GRAIL is the substrate that holds this workflow-so-far for all concurrently-running agentic workflows in an enterprise, in a form the LangGuard engine can query fast enough to stay on the critical path of every agent action.

(Source: sources/2026-04-27-databricks-inside-one-of-the-first-production-deployments-of-lakebase-langguard)

What it holds

  • Per-agent-action trace records — multidimensional capture of each tool invocation, data access, and model call an agent performs.
  • Workflow behavior graph — the linked structure over those trace records that represents "what has happened in this workflow so far" (agents involved, tools invoked, data touched, model calls made, credentials used).
  • Policy context — the relevant governance rules per system of record, joined/evaluated against workflow behavior at decision time.

Substrate

GRAIL runs on Lakebase (Databricks' serverless Postgres). Three Lakebase properties are load-bearing for this workload:

  1. Bursty trace-write + enforcement-read shape matches Lakebase's serverless autoscaling + scale-to-zero model.
  2. Millisecond read latency on hot indexed lookups via the compute-local caching layer keeps policy evaluation off the critical-path latency budget.
  3. Instant copy-on-write database branching lets the team clone production GRAIL data in seconds and test new governance policies against real trace data in isolation.

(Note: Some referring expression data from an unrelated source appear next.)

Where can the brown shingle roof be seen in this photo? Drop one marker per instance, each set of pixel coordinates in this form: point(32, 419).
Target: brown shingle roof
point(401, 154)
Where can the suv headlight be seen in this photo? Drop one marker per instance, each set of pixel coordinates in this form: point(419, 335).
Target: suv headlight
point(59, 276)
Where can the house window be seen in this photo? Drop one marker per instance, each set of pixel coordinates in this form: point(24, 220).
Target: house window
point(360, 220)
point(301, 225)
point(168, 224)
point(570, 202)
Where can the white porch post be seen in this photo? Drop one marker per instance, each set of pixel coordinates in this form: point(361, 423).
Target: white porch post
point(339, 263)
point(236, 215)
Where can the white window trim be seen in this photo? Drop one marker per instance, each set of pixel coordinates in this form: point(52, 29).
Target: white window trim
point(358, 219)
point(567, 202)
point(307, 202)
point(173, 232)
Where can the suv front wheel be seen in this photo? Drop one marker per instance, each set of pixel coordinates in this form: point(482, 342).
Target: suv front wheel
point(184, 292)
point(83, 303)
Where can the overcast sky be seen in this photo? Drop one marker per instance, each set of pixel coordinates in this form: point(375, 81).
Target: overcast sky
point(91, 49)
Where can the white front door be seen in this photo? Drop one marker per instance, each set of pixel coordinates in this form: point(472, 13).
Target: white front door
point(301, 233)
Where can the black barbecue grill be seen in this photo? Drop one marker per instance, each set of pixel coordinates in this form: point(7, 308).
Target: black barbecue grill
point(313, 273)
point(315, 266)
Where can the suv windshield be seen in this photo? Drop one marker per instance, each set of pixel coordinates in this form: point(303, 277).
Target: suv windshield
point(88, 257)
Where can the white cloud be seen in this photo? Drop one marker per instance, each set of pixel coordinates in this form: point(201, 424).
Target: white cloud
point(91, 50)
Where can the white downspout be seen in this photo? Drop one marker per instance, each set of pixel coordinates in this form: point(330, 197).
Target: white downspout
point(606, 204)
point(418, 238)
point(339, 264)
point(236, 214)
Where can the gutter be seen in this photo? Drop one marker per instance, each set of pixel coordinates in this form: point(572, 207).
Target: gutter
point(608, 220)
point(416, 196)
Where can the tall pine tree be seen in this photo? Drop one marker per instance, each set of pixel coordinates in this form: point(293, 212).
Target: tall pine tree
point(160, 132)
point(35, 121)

See systems/langguard for the full product + architecture framing; this page is the dedicated entity for the data-fabric component.

Mechanism gaps

The knowledge-graph claim is the whole mechanism disclosure available so far. All of the following are unknown from public material:

  • Graph schema — node types, edge types, temporal properties
  • Query patterns — traversal depth, index design, materialisation
  • Eviction / retention — how long traces live in hot storage
  • Materialised views — whether policy-relevant subgraphs are pre-computed
  • Consistency model — whether enforcement reads ever observe stale graph state
  • Cross-workflow correlation — whether GRAIL spans workflows or is partitioned per-workflow

Future LangGuard technical posts would be needed to canonicalise these.

Why "fabric"

The term data fabric (vs data store or knowledge graph service) frames GRAIL as the substrate over which agents, tools, and policies interact — not a product one queries directly. In practice GRAIL sits between the agent/workflow layer above and the Lakebase storage layer below. The LangGuard engine is the consumer; customers interact with policies + decisions, not with GRAIL directly.

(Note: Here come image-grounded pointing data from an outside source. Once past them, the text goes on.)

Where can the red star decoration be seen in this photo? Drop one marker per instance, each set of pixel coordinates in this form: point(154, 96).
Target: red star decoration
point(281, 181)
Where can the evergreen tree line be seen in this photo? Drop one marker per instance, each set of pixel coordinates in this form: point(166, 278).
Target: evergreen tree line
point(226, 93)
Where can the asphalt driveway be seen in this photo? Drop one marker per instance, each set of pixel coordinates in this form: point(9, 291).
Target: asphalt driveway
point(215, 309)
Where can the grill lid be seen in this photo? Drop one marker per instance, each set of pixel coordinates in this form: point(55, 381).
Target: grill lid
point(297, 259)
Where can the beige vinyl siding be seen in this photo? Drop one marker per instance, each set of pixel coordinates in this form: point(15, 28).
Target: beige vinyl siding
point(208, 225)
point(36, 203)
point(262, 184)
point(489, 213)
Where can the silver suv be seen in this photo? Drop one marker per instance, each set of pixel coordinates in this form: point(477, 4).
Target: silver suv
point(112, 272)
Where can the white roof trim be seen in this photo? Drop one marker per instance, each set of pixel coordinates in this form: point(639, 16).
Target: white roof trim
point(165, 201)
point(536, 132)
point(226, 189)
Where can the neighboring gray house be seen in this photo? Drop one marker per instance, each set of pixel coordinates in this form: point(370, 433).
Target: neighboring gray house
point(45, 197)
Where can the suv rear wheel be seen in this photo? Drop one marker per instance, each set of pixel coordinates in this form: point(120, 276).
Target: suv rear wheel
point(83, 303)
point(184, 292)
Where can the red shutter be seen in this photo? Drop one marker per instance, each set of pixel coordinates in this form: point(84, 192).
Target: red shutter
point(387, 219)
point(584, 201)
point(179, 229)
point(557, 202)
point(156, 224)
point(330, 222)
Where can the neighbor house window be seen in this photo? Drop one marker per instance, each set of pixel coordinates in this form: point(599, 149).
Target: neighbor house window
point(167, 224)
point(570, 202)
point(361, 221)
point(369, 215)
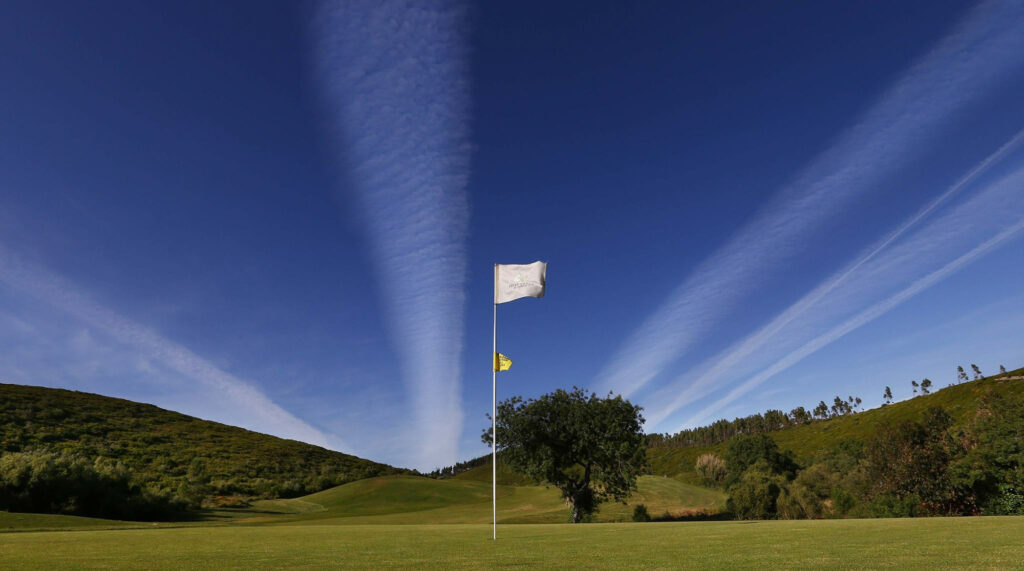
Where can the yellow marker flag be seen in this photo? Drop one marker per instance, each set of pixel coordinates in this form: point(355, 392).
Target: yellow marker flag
point(502, 362)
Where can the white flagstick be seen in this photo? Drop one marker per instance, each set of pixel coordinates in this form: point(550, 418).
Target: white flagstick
point(494, 421)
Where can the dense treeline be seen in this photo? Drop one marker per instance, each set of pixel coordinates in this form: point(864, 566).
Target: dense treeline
point(169, 454)
point(770, 421)
point(458, 468)
point(924, 466)
point(44, 482)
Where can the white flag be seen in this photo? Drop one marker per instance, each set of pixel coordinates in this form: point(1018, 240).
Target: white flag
point(513, 281)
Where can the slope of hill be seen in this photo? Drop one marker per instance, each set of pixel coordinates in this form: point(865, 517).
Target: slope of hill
point(169, 450)
point(411, 499)
point(961, 401)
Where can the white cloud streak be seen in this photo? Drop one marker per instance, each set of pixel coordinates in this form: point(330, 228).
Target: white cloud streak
point(966, 63)
point(861, 318)
point(395, 82)
point(243, 405)
point(674, 396)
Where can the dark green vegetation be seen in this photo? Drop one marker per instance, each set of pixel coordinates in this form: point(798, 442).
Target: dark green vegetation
point(591, 448)
point(918, 543)
point(72, 452)
point(957, 451)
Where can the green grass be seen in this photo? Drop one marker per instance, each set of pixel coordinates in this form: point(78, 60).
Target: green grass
point(410, 499)
point(918, 543)
point(170, 449)
point(38, 522)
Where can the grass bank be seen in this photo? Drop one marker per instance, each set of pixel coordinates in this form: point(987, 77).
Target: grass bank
point(935, 542)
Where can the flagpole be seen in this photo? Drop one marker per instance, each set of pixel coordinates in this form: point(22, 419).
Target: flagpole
point(494, 420)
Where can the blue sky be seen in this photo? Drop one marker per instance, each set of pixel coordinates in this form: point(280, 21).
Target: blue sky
point(284, 216)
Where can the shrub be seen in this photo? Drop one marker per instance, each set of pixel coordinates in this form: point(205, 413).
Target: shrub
point(755, 495)
point(711, 468)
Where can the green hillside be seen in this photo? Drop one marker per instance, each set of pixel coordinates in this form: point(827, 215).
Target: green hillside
point(171, 451)
point(412, 499)
point(961, 401)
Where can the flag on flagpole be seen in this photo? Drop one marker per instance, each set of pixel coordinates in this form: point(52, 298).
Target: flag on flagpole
point(502, 362)
point(513, 281)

Role in predictive governance

Because GRAIL's trace data lives natively in Lakebase and is directly readable by the rest of the Databricks Data Intelligence Platform, MLflow + Databricks AI + Model Serving can train anomaly-detection models directly on historical GRAIL data to produce behavioral baselines for each agent. Those baselines feed back into the LangGuard engine to score runtime behavior against historical norms — moving governance from reactive rule enforcement to proactive behavior-based control. Stated roadmap.